Would easily double as a travel blanket 🙂

Recently, I was trying to refine almost 40 years of friendship into 250 words, for inclusion at a commemoration ceremony we couldn’t attend. I failed. I managed in about twice that many, and cheated by adding a few more to accompany musical excerpts I forwarded. The musical excerpts were often for things that you could consider travelling songs.

In Australia, and particularly once you get beyond the major cities, there’s plenty of time to sing, often unaccompanied.

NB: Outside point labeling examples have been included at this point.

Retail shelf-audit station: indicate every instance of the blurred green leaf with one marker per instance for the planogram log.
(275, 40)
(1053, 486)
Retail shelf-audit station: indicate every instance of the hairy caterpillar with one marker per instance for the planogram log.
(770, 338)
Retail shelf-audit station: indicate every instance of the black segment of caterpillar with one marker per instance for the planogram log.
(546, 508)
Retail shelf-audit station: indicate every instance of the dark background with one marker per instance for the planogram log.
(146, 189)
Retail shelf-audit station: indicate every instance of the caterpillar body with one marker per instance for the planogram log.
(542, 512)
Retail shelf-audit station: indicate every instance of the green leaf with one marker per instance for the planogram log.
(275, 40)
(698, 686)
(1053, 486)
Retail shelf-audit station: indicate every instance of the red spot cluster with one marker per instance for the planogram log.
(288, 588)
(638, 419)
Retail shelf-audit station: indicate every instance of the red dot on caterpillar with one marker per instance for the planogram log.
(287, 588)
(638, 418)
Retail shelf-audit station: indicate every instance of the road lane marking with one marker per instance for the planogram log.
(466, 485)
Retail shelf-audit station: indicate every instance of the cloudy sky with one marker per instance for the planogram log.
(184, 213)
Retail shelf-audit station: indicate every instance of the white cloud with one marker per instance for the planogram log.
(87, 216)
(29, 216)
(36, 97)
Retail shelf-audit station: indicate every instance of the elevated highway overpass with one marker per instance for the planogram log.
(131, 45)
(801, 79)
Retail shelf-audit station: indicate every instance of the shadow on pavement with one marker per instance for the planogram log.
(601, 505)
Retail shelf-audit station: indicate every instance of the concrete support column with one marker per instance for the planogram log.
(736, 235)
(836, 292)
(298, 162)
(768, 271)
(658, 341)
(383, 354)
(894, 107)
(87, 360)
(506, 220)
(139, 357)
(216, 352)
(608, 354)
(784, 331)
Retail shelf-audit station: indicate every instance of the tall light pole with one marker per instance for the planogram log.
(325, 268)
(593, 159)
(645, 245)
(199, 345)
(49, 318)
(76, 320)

When I was a child, my family had rounds down to a fine art. When his children were small, our late friend’s family preferred the call and response repertoire. We sang Three Blind Mice while they sang the Banana Boat Song.

Then there are songs that don’t fall neatly into either category but without which no trip would be complete. I have some memories of Botany Bay featuring in our repertoire because of its easy chorus. Our friend’s family was much more likely to belt out a song taught them by an Irish-Australian primary school teacher. I am only a little surprised that the (said to be traditional) Irish funeral or wake song Isn’t it Grand, Boys? was never in our repertoire. There might have been too much profanity for Mum’s tastes, although the rest of us would have been happy to roar it out on top note. In any case, I am delighted to have acquired it now as an extra for any trips we might take in future.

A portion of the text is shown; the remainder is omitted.